Some of these misconceptions include the color of the water — a brown tinge that Rediske said is more a result of runoff and plant material than it is about sewage.

Despite challenges, county experts said results of e.coli tests – which indicate the presence of fecal matter – have actually been low in the river.

E.coli tests during the summer of 2012 resulted in yields of less than 100.  An acceptable count is less than 300. 

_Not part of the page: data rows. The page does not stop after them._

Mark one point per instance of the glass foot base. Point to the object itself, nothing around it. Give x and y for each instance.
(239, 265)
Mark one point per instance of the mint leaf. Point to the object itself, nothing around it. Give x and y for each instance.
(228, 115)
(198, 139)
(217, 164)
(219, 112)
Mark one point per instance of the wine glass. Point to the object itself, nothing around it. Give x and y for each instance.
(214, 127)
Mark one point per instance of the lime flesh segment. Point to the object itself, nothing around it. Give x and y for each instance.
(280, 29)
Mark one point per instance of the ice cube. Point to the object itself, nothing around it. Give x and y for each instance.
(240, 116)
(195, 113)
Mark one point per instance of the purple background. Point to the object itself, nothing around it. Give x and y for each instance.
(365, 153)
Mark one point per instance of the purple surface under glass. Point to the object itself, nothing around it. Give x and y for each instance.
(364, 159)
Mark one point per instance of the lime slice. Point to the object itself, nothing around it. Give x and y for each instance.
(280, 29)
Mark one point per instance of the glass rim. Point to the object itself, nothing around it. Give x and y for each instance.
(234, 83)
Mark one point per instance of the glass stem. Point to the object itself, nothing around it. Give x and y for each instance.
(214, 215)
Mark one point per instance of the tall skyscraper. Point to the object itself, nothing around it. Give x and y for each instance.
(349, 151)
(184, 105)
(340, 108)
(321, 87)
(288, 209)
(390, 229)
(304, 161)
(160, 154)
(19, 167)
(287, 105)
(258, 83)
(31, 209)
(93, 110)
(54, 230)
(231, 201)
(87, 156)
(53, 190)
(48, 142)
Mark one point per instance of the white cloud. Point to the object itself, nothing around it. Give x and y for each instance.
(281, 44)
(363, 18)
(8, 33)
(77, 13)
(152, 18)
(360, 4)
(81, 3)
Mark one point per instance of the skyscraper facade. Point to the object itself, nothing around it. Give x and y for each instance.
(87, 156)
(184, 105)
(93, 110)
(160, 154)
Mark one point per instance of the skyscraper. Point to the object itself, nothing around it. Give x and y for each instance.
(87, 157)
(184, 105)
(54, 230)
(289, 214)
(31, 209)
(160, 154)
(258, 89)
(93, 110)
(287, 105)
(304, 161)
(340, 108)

“The major crisis, from my standpoint, is we’re getting much more runoff from urban landscapes,” Rediske said. “That is causing big changes in what we call the hydrology.”

This means that the river responds much more rapidly to precipitation events since rain immediately drains into the river, rather than soaking in.

“If you turn back to pre-settlement times, trees sucked up all of the water,” Rediske said.

The way to improve river quality now is reducing runoff from urban areas and farmland.

The Lower Grand River Organization of Watersheds group has created a management plan aimed at doing just that. The plan calls for the use of infiltration techniques in urban areas, and working with farmers to improve tilling techniques and creating buffer zones.

Ottawa County Commissioner Matt Fenske said local farmers do what they can to protect the river environment.

By using a combination of trees, shrubs and grasses, water quality can be improved by removing sediment and chemicals before they reach the water. Buffer zones are also known to moderate flooding, recharge groundwater supplies, prevent erosion, and preserve wildlife habitat.

“Certainly, it is really important in Ottawa County because we’re the No. 2 agriculture producer in the state of Michigan,” Fenske said.

He said that alternative tilling reduces the amount of soil churned up during planting, and livestock farmers are being more careful about animal waste disposal.

“For farmers, they have to get rid of waste, and they have to be careful in how they do it,” Fenske said.

Efforts paying off

Grand Haven resident Kathy Kremer said work to improve the river’s quality is clearly delivering results.

“Between Grand Rapids and Riverside Park, I see people all of the time, much more than I did in 2007,” she said. “People realize what a valuable resource it is and it isn’t the river that it was 40 years ago.”

Kremer, an avid kayaker, said people have realized the importance of river quality.

“There are issues, but it is improving,” she said. “The situation today compared to 10 years ago is night and day.”

Others who live along the river also noted improvements, but said more still needs to be done.

Grand Haven Township resident Ken Larson expressed concerns about the recent discharge of untreated sewage and runoff caused by flooding.

“Prior to the flooding, the Grand River watershed was a positive biological system that has come about in the last 40 years,” he said. “Given time and, after the flood waters recede, the river will rebound to a safe and healthy state.”